Dopo l'8 settembre 1943, le forze antifasciste cercarono di strutturarsi, e la casa di Anna Maria divenne un punto di riferimento per l’organizzazione del Partito d'Azione. Con Orietta Alliata, copiò più di una volta il Manifesto del Movimento Liberalsocialista di Guido Calogero e Aldo Capitini, offrì rifugio a soldati alleati in fuga dai campi di prigionia e ospitò ebrei. Ad esemio la giornalista e scrittrice Wanda Lattes e la sua famiglia furono salvate da Anna Maria, trovando rifugio proprio nell’appartamento di piazza Pitti. Nella sua casa passarono armi, volantini e documenti di vario tipo, tra cui la carta d’identità falsa di Carlo Levi (dicembre 1943), che permise a Levi di fuggire dal confino ad Aliano in Basilicata, dove era stato spedito per attività antifascista. Proprio in quella casa Levi, spinto da Anna Maria e dall’amico scrittore Manlio Cancogni, scrisse il notissimo romanzo Cristo si è fermato a Eboli, uno dei capolavori della letteratura italiana che racconta l’esperienza del confino (circostanza ricordata oggi da una lapide sulla casa). Il manoscritto venne dattiloscritto da Anna Maria e pubblicato nel 1945. Nel frattempo, Anna Maria e Carlo Levi intrapresero una relazione[1].

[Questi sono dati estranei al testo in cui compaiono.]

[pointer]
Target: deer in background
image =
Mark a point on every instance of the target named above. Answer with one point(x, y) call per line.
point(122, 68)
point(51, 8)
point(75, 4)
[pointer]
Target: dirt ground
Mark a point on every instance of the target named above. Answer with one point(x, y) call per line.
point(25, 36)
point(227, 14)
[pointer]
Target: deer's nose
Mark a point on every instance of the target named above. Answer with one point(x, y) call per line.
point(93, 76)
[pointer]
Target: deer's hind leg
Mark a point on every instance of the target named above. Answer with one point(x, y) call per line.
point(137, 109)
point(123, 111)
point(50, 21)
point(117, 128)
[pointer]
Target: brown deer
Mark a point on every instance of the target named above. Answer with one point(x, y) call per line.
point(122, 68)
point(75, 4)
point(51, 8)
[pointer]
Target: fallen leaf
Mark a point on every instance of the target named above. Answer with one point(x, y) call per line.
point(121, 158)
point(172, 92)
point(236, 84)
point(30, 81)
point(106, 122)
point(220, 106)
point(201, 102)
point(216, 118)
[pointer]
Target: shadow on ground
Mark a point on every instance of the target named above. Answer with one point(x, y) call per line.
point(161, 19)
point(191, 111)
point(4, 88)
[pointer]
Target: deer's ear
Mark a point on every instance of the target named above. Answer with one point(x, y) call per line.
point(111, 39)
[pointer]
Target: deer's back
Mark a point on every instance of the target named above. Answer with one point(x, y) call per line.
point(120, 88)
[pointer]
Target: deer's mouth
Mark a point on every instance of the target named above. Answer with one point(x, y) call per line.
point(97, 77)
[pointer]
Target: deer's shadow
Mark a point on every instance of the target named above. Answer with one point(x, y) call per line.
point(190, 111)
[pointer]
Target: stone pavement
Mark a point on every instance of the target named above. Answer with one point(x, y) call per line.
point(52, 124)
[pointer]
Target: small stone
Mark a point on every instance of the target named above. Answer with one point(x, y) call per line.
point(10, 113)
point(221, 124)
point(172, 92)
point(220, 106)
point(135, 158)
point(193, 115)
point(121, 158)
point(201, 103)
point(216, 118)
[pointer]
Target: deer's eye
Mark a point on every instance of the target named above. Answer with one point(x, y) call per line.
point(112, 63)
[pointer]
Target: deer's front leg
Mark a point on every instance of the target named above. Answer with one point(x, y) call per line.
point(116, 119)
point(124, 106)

Tra gli altri che trovarono rifugio in casa Ichino ci furono Eugenio Montale, Carlo Ludovico Ragghianti, Ranuccio Bianchi Bandinelli, Cesare Fasola e Umberto Saba con la moglie e la figlia Linuccia, di cui Carlo Levi si innamorò, ponendo fine alla sua storia con Anna Maria, nonostante essa desse alla luce un bambino, chiamato Paolo, che morì a soli dieci mesi il 17 agosto 1944, nel pieno della battaglia per la liberazione di Firenze, per dissenteria e assenza di medicine. La stessa sepoltura dell'infante fu dolorosamente improvvisata, essendo interrotti i collegamenti con la metà maggiore della città per la distruzione dei ponti, con Carlo Levi e Manlio Cancogni che disposero la salma in una cassetta interrata al Bobolino[1].

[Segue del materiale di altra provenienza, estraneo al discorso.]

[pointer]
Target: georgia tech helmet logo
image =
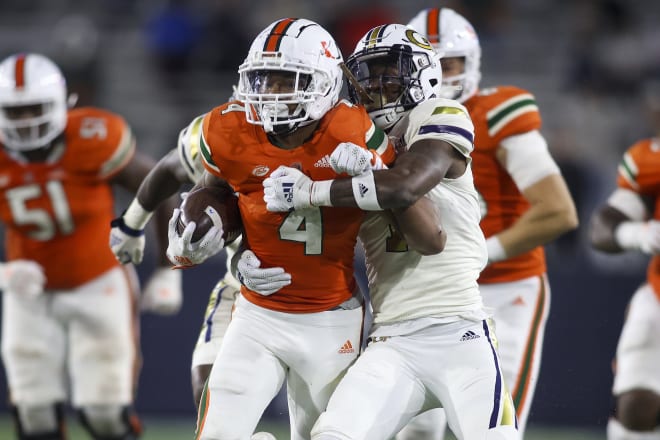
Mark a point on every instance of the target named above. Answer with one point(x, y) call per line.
point(418, 39)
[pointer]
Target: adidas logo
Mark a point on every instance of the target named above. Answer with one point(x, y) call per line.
point(346, 348)
point(323, 162)
point(469, 335)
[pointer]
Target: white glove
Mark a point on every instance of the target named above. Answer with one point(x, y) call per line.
point(642, 236)
point(263, 281)
point(126, 243)
point(287, 189)
point(182, 253)
point(355, 160)
point(22, 277)
point(162, 294)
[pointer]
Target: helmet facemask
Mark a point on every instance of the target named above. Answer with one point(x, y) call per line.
point(28, 127)
point(294, 84)
point(33, 113)
point(391, 76)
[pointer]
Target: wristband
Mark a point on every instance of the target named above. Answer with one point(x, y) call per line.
point(364, 192)
point(495, 249)
point(320, 193)
point(136, 217)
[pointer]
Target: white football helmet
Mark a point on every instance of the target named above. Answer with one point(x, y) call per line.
point(397, 68)
point(453, 36)
point(308, 57)
point(33, 103)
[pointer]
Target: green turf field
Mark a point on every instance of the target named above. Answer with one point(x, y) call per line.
point(164, 429)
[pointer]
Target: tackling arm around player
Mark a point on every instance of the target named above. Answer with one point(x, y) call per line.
point(525, 204)
point(429, 319)
point(69, 332)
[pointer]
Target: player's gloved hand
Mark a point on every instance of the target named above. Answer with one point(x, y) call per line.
point(125, 242)
point(261, 280)
point(642, 236)
point(162, 294)
point(22, 277)
point(287, 189)
point(182, 252)
point(355, 160)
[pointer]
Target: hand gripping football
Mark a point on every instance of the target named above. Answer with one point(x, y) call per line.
point(204, 206)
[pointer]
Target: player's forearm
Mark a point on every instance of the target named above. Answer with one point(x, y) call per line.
point(536, 227)
point(380, 190)
point(162, 215)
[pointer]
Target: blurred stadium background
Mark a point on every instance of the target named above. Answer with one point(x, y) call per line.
point(160, 63)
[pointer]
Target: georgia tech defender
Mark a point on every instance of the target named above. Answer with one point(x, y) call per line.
point(431, 344)
point(524, 200)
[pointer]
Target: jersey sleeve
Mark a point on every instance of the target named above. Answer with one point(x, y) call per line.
point(188, 147)
point(103, 141)
point(639, 169)
point(513, 111)
point(207, 155)
point(441, 119)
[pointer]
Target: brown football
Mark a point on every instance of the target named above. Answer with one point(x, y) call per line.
point(202, 201)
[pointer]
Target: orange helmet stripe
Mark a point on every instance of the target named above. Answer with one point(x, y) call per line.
point(433, 25)
point(19, 72)
point(275, 38)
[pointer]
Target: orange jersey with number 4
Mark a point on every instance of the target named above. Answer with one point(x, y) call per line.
point(315, 245)
point(58, 212)
point(498, 113)
point(639, 171)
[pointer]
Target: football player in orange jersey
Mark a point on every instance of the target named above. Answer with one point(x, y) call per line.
point(183, 165)
point(69, 322)
point(307, 332)
point(630, 221)
point(432, 343)
point(525, 204)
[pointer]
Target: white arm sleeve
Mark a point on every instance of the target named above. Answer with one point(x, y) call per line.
point(528, 159)
point(630, 203)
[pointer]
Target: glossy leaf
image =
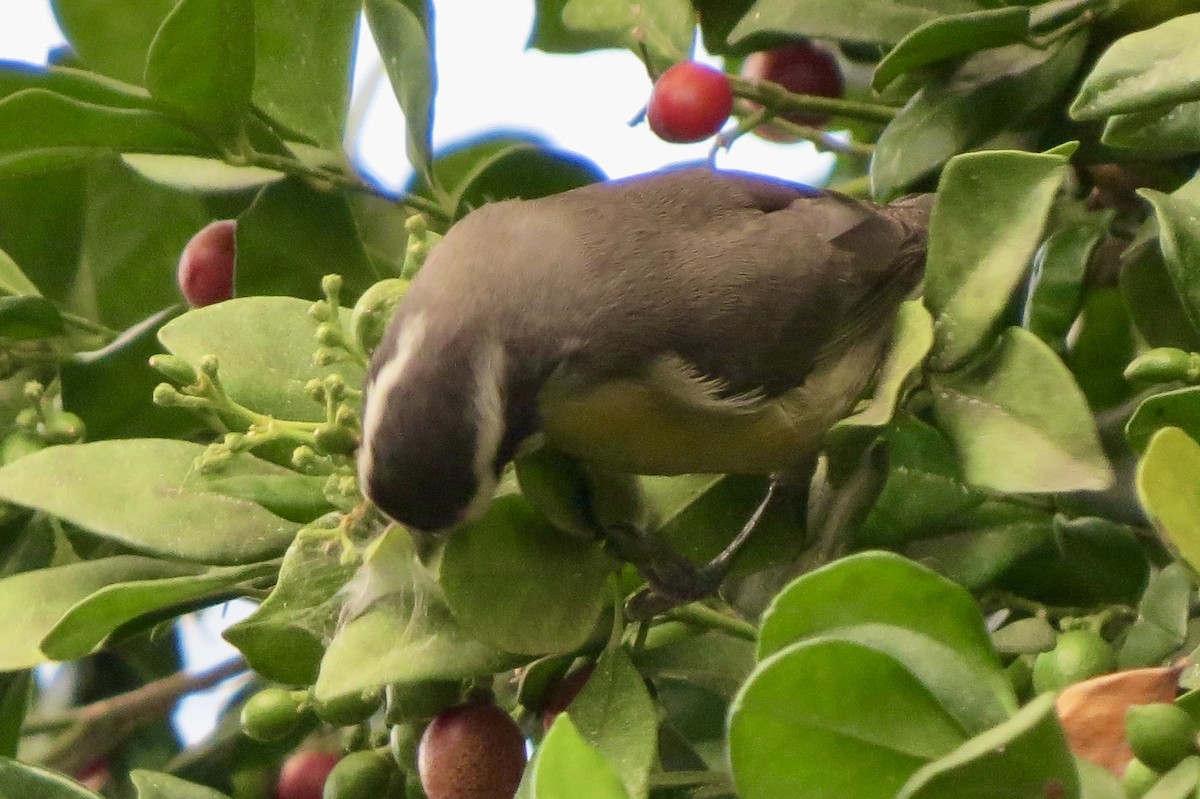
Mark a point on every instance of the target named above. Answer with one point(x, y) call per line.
point(36, 119)
point(156, 785)
point(1056, 286)
point(12, 280)
point(264, 347)
point(202, 62)
point(832, 719)
point(403, 30)
point(90, 622)
point(24, 780)
point(304, 64)
point(1003, 89)
point(283, 640)
point(929, 625)
point(665, 26)
point(292, 236)
point(885, 22)
point(1170, 492)
point(1019, 421)
point(1161, 132)
point(1025, 756)
point(1179, 235)
point(112, 38)
point(1177, 408)
point(39, 599)
point(615, 713)
point(567, 766)
point(1144, 70)
point(989, 212)
point(1162, 624)
point(406, 634)
point(143, 493)
point(521, 586)
point(951, 37)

Dopo la Liberazione Anna Maria Ichino si dedicò alla ricostruzione del Partito d'Azione in provincia. Lavorò alla redazione de La Nazione del Popolo, giornale del Comitato Toscano di Liberazione Nazionale, e scrisse anche sul Non Mollare, il giornale del partito. Inoltre, lavorò a Prato per l'UNRRA, l’organizzazione delle Nazioni Unite per l’assistenza alle popolazioni colpite dalla guerra. Nel 1947 ebbe un secondo figlio, Alessandro[1].

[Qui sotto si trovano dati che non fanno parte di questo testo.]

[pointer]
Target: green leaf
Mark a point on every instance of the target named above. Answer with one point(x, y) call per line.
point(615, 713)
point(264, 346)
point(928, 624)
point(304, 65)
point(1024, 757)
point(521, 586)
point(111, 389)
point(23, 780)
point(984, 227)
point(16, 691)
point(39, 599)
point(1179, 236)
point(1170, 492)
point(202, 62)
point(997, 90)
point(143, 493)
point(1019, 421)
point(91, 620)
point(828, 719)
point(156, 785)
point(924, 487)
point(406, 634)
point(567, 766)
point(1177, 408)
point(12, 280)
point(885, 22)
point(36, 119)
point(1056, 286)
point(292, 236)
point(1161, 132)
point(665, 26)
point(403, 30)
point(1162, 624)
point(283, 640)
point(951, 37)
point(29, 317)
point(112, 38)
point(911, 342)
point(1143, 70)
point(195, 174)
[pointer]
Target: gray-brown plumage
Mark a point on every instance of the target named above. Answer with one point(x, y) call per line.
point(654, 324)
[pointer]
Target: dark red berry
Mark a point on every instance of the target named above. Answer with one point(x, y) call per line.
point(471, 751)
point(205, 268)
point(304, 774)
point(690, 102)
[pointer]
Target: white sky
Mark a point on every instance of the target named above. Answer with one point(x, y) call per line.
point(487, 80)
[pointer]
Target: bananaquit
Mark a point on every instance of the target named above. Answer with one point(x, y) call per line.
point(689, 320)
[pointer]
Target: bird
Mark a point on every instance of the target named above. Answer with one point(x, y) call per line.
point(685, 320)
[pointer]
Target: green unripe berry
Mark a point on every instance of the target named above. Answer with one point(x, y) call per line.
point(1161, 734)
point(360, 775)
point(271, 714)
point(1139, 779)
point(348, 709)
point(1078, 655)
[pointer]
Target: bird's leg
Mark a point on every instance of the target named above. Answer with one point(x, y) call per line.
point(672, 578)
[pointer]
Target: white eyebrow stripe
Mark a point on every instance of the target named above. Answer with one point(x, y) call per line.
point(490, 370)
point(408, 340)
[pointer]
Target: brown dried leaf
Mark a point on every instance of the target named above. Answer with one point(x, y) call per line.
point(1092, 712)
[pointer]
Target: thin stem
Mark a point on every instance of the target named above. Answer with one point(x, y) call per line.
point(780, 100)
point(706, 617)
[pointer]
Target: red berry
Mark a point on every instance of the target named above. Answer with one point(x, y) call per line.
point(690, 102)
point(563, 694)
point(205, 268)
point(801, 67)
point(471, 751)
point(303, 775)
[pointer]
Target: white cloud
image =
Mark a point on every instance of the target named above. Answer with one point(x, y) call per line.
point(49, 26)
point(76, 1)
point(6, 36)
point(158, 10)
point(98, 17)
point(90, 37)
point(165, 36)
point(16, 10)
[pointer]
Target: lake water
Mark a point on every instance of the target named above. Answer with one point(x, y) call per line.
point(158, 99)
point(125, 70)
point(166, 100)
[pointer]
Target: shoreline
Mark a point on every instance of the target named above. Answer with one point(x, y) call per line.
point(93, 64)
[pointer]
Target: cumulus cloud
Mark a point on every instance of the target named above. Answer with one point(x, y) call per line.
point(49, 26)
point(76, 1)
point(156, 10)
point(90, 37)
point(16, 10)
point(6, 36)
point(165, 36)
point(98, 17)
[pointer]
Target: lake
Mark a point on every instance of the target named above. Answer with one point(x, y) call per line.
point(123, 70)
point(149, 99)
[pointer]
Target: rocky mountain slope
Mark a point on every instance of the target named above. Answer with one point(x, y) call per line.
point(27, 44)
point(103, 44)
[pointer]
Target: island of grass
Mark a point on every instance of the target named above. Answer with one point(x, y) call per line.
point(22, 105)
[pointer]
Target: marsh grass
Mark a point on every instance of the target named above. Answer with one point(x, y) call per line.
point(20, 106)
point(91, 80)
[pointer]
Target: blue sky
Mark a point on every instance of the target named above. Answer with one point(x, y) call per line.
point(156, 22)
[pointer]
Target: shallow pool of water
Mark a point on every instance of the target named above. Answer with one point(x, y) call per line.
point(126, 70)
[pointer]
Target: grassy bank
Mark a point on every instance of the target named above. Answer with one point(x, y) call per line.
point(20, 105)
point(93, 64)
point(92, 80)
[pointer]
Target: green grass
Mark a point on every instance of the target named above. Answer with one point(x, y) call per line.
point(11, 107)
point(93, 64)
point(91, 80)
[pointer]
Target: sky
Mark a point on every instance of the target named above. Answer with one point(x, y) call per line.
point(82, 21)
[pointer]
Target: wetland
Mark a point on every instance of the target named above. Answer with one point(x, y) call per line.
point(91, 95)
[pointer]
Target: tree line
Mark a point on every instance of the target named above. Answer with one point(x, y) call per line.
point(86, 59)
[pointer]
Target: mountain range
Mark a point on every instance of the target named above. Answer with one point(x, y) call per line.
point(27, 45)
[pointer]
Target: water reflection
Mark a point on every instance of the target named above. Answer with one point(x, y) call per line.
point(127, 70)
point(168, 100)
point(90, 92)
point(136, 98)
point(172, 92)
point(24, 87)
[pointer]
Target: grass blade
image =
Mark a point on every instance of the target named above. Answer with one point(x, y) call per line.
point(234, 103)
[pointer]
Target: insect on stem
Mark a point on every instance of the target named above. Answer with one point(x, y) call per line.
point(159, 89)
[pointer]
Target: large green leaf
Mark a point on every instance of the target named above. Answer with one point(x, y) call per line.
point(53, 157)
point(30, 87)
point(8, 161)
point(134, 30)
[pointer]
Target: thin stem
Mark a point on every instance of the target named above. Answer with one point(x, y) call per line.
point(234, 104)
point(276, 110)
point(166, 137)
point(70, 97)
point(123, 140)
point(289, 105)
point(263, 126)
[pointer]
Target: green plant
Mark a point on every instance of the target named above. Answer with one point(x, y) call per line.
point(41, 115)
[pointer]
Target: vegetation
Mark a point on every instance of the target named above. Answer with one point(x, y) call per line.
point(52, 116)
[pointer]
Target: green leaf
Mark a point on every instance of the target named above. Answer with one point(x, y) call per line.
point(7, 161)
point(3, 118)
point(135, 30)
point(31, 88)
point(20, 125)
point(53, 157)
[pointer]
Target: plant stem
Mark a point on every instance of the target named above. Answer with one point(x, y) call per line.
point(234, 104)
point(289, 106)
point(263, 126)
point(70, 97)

La sua casa, divenuta “La pensione”, continuò ad essere un ambiente vivace e aperto, frequentato da giovani, artisti e studiosi, che rispecchiava la sua personalità non convenzionale. Anna Maria gestì la pensione fino alla sua morte, avvenuta il 3 giugno 1970[1].
Nel 2018, il Comune di Firenze ha intitolato a suo nome la piazzetta a lato di Palazzo Pitti, in angolo con piazza San Felice[1].